Пришлось нам немного и походить по Ростову — по маминым делам и просто так. Город мне понравился. Хотя до этого я полагал, что, кроме Киева и столиц, красивых городов в стране нет. А тут был настоящий город, красивые дома, сутолока, трамваи и хоть не Днепр, но все же Дон, расположенный по отношению к городу, как в Киеве Днепр, с краю. Было странно, что вот город, а я к нему не имею никакого отношения, должен ехать в какую-то глушь. Больше я в Ростове никогда не был. Только что проездом на вокзале.
На следующее утро в переполненном купе мы выехали из этого города. «Глушь», куда мы ехали, меня все же скорее привлекала, чем пугала, привлекала казачьей экзотикой, «Тихим Доном». Да и ехали мы по шолоховским местам — Новочеркасск, Миллерово. Впрочем, последнее было разрекламировано и в революционном смысле — сюда из Донбасса согласно легенде (боюсь, что только сталинской, как минимум преувеличившей значение этого эпизода) пробивались с боями на помощь осажденному Царицыну красные шахтерские отряды под командой Пархоменко и «донецкого слесаря» Клима Ворошилова. Тогда это еще сильно действовало на мое воображение.

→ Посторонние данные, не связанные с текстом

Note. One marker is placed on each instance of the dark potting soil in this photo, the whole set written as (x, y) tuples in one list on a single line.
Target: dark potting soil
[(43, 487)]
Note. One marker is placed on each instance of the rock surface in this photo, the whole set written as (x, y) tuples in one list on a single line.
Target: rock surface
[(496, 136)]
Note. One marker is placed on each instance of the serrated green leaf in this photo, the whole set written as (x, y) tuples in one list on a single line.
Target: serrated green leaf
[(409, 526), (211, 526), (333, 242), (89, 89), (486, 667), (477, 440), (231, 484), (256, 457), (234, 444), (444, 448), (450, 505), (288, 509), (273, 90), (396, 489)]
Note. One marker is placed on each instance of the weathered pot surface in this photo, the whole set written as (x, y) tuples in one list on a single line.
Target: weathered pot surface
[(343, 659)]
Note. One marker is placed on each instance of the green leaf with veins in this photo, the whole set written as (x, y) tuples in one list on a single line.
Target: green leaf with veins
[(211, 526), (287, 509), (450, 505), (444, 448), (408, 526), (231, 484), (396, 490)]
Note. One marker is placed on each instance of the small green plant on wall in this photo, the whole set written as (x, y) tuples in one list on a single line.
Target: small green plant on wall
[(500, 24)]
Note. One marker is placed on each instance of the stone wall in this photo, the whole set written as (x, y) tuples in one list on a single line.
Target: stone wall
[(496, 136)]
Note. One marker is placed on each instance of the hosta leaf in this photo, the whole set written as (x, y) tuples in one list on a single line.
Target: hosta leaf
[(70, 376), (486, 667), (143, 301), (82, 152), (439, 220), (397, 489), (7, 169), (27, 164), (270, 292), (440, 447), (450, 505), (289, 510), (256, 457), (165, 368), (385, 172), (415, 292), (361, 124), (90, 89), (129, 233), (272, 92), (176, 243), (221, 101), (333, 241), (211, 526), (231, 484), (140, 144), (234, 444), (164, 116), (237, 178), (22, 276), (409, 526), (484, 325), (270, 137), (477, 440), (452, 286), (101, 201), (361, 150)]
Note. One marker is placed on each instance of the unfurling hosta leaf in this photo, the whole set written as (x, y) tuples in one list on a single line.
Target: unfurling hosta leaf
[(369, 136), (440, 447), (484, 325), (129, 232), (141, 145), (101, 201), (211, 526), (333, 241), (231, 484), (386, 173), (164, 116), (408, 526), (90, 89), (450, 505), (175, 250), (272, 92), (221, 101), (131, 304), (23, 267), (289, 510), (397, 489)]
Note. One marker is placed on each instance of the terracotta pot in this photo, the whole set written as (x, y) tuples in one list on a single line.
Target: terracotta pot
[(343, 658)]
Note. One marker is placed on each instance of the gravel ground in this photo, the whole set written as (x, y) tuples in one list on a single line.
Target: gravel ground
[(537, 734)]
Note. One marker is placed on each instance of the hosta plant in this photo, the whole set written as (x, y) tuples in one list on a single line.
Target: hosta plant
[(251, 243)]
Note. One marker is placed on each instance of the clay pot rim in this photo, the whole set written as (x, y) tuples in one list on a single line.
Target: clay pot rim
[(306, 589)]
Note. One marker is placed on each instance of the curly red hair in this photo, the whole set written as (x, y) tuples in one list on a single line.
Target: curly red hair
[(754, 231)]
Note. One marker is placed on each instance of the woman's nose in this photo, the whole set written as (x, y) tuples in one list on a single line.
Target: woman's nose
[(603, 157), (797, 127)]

Каким я был в этот момент? Таким же, наверное, как уехал из Киева. Дорожные впечатления, включая александровские, часто оглушали, но были слишком мимолетны, чтобы изменить мое отношение к жизни. Да и вообще я чувствовал себя щепкой, которую поток несет куда хочет. Кроме того, шла война, в которой необходимо было победить, а это не располагало к умствованиям. И я склонен был все поражавшие меня обстоятельства считать случайными. Где уж тут меняться.
А хотел я только на фронт. Но это не было еще обыкновенным патриотизмом. Я тогда до него еще не дорос. Движим я был другой романтикой. Лучше всех это выразил — правда, еще до войны, как предчувствие — Михаил Кульчицкий:
И вот опять к границам сизым
Составы дымные идут.
И снова близок коммунизм,
Как в девятнадцатом году.
Тут все неверно: и представление о коммунизме, и о девятнадцатом годе, и о похожести сорок первого на девятнадцатый. Верна только жажда чистоты и подлинности, связанная с этим самообманом. Но так я чувствовал.
Дорогу до Миллерова я плохо помню. Только названия — Новочеркасск, Шахты, Лихая, Глубокая. Почему-то запомнился вошедший на одной из станций человек в дорогих серых брюках при бороде и портфеле, но босой и без рубашки. «Толстовец» — понимающе перешептывались о нем. Помню еще очень холодный, какой-то густой и вязкий лимонад на станции Глубокая — такого я никогда больше не пил. С нами в купе ехал какой-то остряк-командир — офицеров еще не было — и развлекал всех, как мог. Кажется, он был фронтовиком. На средней полке ехал раненый.
Но наиболее яркое впечатление — группа милиционеров, занимавшая соседнее купе. Все эти милиционеры были откуда-то из «освобожденной» Западной Украины и все как один — евреи. Они вступили в славные ряды советской милиции из желания помочь революционной власти. Были они идеалистами и явно не с теми связались (вероятно, их родственники и соседи жестоко поплатились или уже расплачивались в тот момент за их идеализм). Впрочем, некоторые разочарования у них уже были. Одного из них, самого активного, приехавший с Восточной Украины начальник по-свойски обозвал жидовской мордой (до войны это в официальной среде еще было не в моде, но начальник, видать, был передовой человек) и очень потом удивлялся, схлопотав за это по физиономии. Удивлялся и милиционер-неофит: «Как?! Советский милиционер! Представитель пролетарской диктатуры! И такое?» Каким-то образом ребята эти успели хлебнуть и войны, многозначительно поминали с командиром Первомайск. Тогда для меня какой-то Первомайск (потом я узнал, что «в девичестве» это Голта), — в сводке промелькнуло первомайское направление. Тогда же я услышал выражение: «первомайская трагедия» и «катастрофа». Теперь я знаю, что это один из самых крупных «котлов» начала войны, крушение Южного фронта. Но об этом официально не сообщалось ничего. Только вдруг появилось в сводках первомайское направление, а потом исчезло. И даже в приватном вагонном разговоре речь об этом велась так, что я мог только догадываться, что там нам пришлось худо. И старые, и новые граждане одинаково принимали и с большим самоуважением соблюдали глупые правила навязанной им игры, игры в секретность и в посвященность.